AI Article Synopsis

  • The study aimed to compare clinical outcomes of two treatment methods for patients with low-energy ankle fracture-dislocation: invasive procedures (like external fixation) versus conservative methods (closed reduction in plaster).
  • The retrospective analysis included 52 patients, with follow-up periods of 24 to 36 months, assessing their clinical and radiographic outcomes, particularly using the Olerud-Molander ankle score.
  • Results indicated that while significant improvement in scores was seen from 6 to 12 months, no notable differences existed between treatment groups or from 12 to 24 months, suggesting non-invasive methods are as effective as invasive ones for maintaining reduction.

Article Abstract

Introduction: The purpose of this study is to identify significant differences in the clinical outcomes of patients who sustained a low energy trauma resulting into an ankle fracture-dislocation, treated with invasive (external fixation or skeletal traction) and conservative damage control procedures (closed reduction in plaster).

Materials And Methods: This is a retrospective comparative study including 52 patients with low energy ankle fracture-dislocation, surgically treated between January 2015 and January 2017. Patients included in this study had a minimum 24 months follow-up (range 24-36 months).
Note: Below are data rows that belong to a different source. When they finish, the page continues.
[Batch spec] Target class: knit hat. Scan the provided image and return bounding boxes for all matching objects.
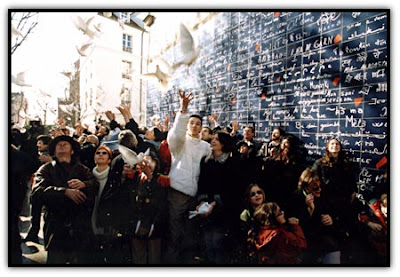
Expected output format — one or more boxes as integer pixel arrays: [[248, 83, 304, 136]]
[[153, 128, 165, 141], [49, 136, 80, 156]]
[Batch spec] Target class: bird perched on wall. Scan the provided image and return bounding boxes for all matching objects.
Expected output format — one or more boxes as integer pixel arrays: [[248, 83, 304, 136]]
[[172, 23, 201, 72], [11, 71, 32, 87], [118, 145, 145, 168]]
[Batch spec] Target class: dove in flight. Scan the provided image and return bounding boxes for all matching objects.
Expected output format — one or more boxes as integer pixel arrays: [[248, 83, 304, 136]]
[[118, 145, 145, 168], [72, 15, 101, 39], [60, 71, 72, 80], [11, 24, 22, 37], [129, 12, 147, 31], [76, 41, 93, 57], [141, 64, 172, 90], [11, 71, 32, 87], [172, 23, 201, 73]]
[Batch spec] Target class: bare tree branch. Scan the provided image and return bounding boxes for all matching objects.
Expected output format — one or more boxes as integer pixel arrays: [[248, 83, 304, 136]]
[[11, 12, 38, 55]]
Patients were divided in 2 groups, group A (n = 21) initially treated with invasive damage control procedures to maintain reduction and group B (n = 31) treated with non-invasive damage control procedures. Patients were evaluated clinically and radiographically. Clinical assessment was performed by evaluating ankle range-of-motion and the Olerud - Molander ankle score at 6, 12 and 24 months as endpoints for both groups.
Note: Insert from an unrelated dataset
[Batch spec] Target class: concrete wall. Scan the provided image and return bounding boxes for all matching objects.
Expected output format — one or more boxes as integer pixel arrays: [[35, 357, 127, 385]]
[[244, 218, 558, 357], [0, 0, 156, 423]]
Results: Groups were assessed for homogeneity with a chi-squared test, and no statistical differences were found regarding Weber classification, type of dislocation, and Tscherne classification. A significant improvement in the Olerud-Molander score was noted between the 6- and 12-month follow-ups (p 0.01), but not between the 12- and 24-month follow-ups. This improvement was not observed between the 12 and 24 months follow-up. No statistically significant differences in the Olerud-Molander score were found between the two groups at both the 6- and 24-month follow-ups.

Conclusions: Closed reduction in plaster for fracture-dislocations of the ankle joint following low-energy trauma appears capable of maintaining reduction with outcomes comparable to more invasive damage control procedures.